A joint initiative between academics at Manchester and Sheffield universities, the commission said the new strategy should be driven by the long-term needs of the UK, which include decarbonising the economy, improving infrastructure, boosting export capacity and unlocking long-term investment.
Prime Minister Theresa May gave priority to an industrial strategy when she formed a government following last year's referendum vote in favour of the UK exiting the European Union. She put a green paper out for consultation in January and a white paper is expected from the Department for Business, Energy and Industrial Strategy before the end of the year. The independent commission was set up following the government's publication of the green paper.
The report says: "Since 2008, it has been the policy of the UK government, through successive administrations, to support a programme of nuclear new build, to be financed and operated by the private sector. Currently plans exist to build up to 16 GWe of new nuclear capacity, including the 3.2 GWe at Hinkley Point C, at a total capital cost of at least GBP60 billion ($80 billion). This programme is an ideal case study of the way energy policy and industrial policy have been connected in the past, and should be connected better in the future.
"The stipulation that the nuclear new build programme should not receive direct government funding or subsidies has greatly reduced the government's degree of leverage over the programme. Yet the government remains financially exposed through loan guarantees, and through contract-for-difference agreements. It indirectly guarantees very long-term revenue flows through commitments to the price consumers and industry will pay for electricity."
Most of the developers and all the technology vendors involved are based overseas, the report notes, and although the projects will involve large contracts with UK suppliers, the scope for developing UK supply chains for the highest value elements is "seriously weakened by this fact", and by the fact that the capital funding is sourced wholly from overseas organisations too, including some with substantial shareholdings by overseas governments. The selection of different technologies by different owners for the different sites means that each will need to develop its own supply chain independently, it adds.
The commission recommends that the government takes a large stake in future nuclear new build projects, and should develop the supply chains for the UK nuclear industry to ensure that UK business is able to supply a higher proportion of the highest value components of new nuclear build.
"The UK has managed to reduce its carbon emissions significantly, but we have now largely banked the easy carbon savings obtained by switching from coal generation to gas. The largest contribution to our low-carbon energy supply comes from nuclear, where problems lie ahead. Nuclear generating capacity currently supplying about 17% of our electricity comes from the ageing Advanced Gas-cooled Reactor (AGR) fleet, which will have been taken out of service by 2030, emphasising the urgency of the delayed nuclear new build programme," it adds.

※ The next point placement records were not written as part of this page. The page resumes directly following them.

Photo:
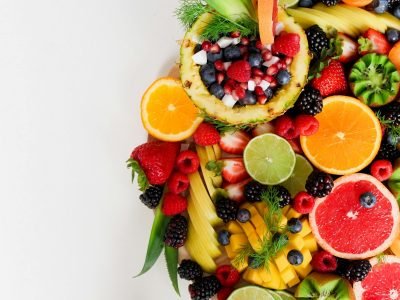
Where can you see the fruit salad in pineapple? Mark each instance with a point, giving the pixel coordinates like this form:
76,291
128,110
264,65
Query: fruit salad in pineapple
273,158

The existing state of energy infrastructure is not adequate, it notes, citing energy economist Dieter Helm, who writes: "The energy sector is not in good shape. It is not fit for the purposes of a major industrial economy, and especially for one doing Brexit ... The years of investment neglect are being played out just when all the coal is closing, the existing nuclear fleet is aging, existing gas power stations have taken a severe bath, and new nuclear is getting later and later."
The report also says that a 100% low-carbon electricity system will need to rely on some combination of renewables, nuclear, and gas with carbon capture and storage. The problem of the intermittency of renewables will need to be overcome, it says, with some combination of new energy storage technologies and better demand management.
The need to ramp up investment in research development and deployment in energy may be a particularly important example here, it says.
"The existing poles of R&D are in London, the East and South East, yet the natural locations for new clusters in offshore wind power, new nuclear, and carbon capture and storage are all likely to fall in Humberside and East Yorkshire, in Somerset and Cumbria," it adds.
The report calls on May to establish an industrial strategy unit at the Treasury to ensure that all other departments developed policies consistent with the government's long-term blueprint. It also says that a new body - an Office for Strategic Economic Management - should be created to monitor and measure the success of the industrial strategy.